A Tex-Mex chain restaurant popular in Canada, an ice cream shop with a goal of helping teens and a music store spinning the nostalgia of vinyl records are among new businesses opening in Dover or coming soon.
BurritoBar to open in Capital Station this fall
Canada’s largest Tex-Mex restaurant chain with over 250 restaurants is planning a Dover location, only the third in the United States.
The company was founded in 2005 in Toronto. Known as BarBurrito up north, the chain is rebranding its U.S. restaurants as BurritoBar.
The Dover business will open this fall in the Capital Station shopping center on Route 13 south at Division Street, behind Aldi, next to Walgreens.
Dover franchise owner Manish Patel said he’s excited to be among the first in the country to open a BurritoBar.
“There are other places in Dover you can get tacos and burritos, but I think BurritoBar’s menu is very unique,” he said. “They have their own sauces and salsa, and they do a panini press style of burrito that helps keep everything together. It’s pressed tight enough for you to eat on the go.”
The restaurant also serves seafood like the popular “bang bang shrimp.”
Patel has experience in the food service business as co-owner of four Jake’s Wayback Burgers in Delaware.
He said Capital Station is “a prime traffic-heavy spot,” with great potential.
The grand opening of BurritoBar is tentatively set for October after interior construction and furnishing are complete.
Charles Rodriguez of R&R Commercial Realty, who brokered the deal, said the addition of BurritoBar will nearly fill the shopping center, with only a few thousand square feet of retail space left in what was once a vacant industrial site.
“The center has a very strong mix of businesses now and attracts consistent traffic. It’s really come a long way from its days as the shuttered Playtex factory,” Rodriguez said.
More Dover development news:Taco Bell, Crumbl Cookies, beer garden and more businesses coming to the Dover area
Ice cream shop downtown is a community service venture
The new ice cream shop that held its grand opening July 19 at 305 W. Loockerman St. in Dover has a recipe to help the community.
“The Scoop is a social enterprise created to engage youth in learning how to operate a business,” said Karen Speakman, executive director of NeighborGood Partners, a nonprofit group that specializes in affordable housing counseling and development, financial education and lending.
But NeighborGood Partners has also committed to the Restoring Central Dover downtown revitalization program and to Project Safe Neighborhoods, a U.S. Department of Justice anti-violence program with youth services and leadership training.
The Scoop helps with both of those goals, filling a vacant storefront while providing job training for teens.
One of the teens is Kaseem Cotton.
“Working here has helped me to be accountable, responsible and learn about saving money, which is important because I’m preparing to go to college,” he said.
What’s the best part of working at the shop?
“You get to see people like this, enjoying ice cream on a hot day,” Cotton said. “It makes them happy.”
Led by coordinator Kim Reeves, the shop sells ice cream with waffle cones made fresh daily, along with milkshakes, water ice and hot dogs.
Hours are Tuesday to Saturday from 11 a.m. to 6:30 p.m.
The staff held the grand opening with the Central Delaware Chamber of Commerce on July 19, but they’ve been operating the shop for about two months as they trained workers and prepared for the grand opening.
Help with funding came from Healthy Communities Delaware, NeighborWorks America, Career Team and SoDel Concepts.
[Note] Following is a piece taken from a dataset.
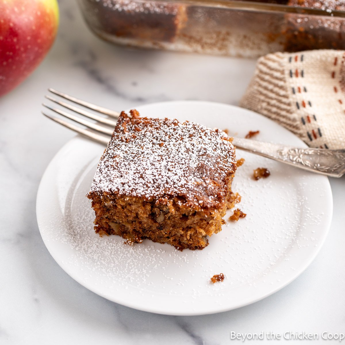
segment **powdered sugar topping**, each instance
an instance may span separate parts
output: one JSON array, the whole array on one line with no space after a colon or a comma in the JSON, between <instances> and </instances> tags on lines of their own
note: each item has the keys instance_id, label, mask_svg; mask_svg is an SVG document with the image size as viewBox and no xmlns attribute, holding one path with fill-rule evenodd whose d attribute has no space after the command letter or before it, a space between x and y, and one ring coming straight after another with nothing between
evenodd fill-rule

Changes at renovated shopping center:What’s coming to former 7-Eleven and bank at renovated Hamlet shopping center in Dover?
Vinyl record store spins nostalgia
An antique Victrola phonograph sets the atmosphere at the entrance to N&E LPs, a new record store specializing in vinyl records, at 301 W. Loockerman St., on the corner of New Street in Dover.
Owners Neil Thomas and Eric Davidson teamed up to open the business about six months ago because they’ve seen (and heard) the resurgent interest in the vinyl album format.
“People are looking for the quality of sound they used to listen to, with the occasional little cracks and pops,” Davidson said. “A lot of people say they like the sound of vinyl better than digital.”
The best way to hear the difference in recording techniques is on some of the older live records, he said.
“You can hear more of the response from the crowd and more of what’s happening on stage. They haven’t cleaned it all up. It’s more authentic,” Davidson said.
Fans of vinyl also enjoy the album covers, the photos of the artists, the artwork and sometimes the lyrics to the songs in the liner notes.
“Album covers were a big deal, and when you’d buy an album you’d sit down and look at all the pictures and notes that came with it as you were listening,” Davidson said. “It was an experience.”
The store buys as well as sells a variety of music styles – rock, pop, rhythm and blues, jazz, classical and even a spoken word record with speeches by President John F. Kennedy.
“We get most of our albums from collectors who are ready to sell,” Davidson said, “and we also buy some new reissues.”
Hours are Tuesday to Saturday, 9 a.m. to 5 p.m. The phone number is 302-526-9959.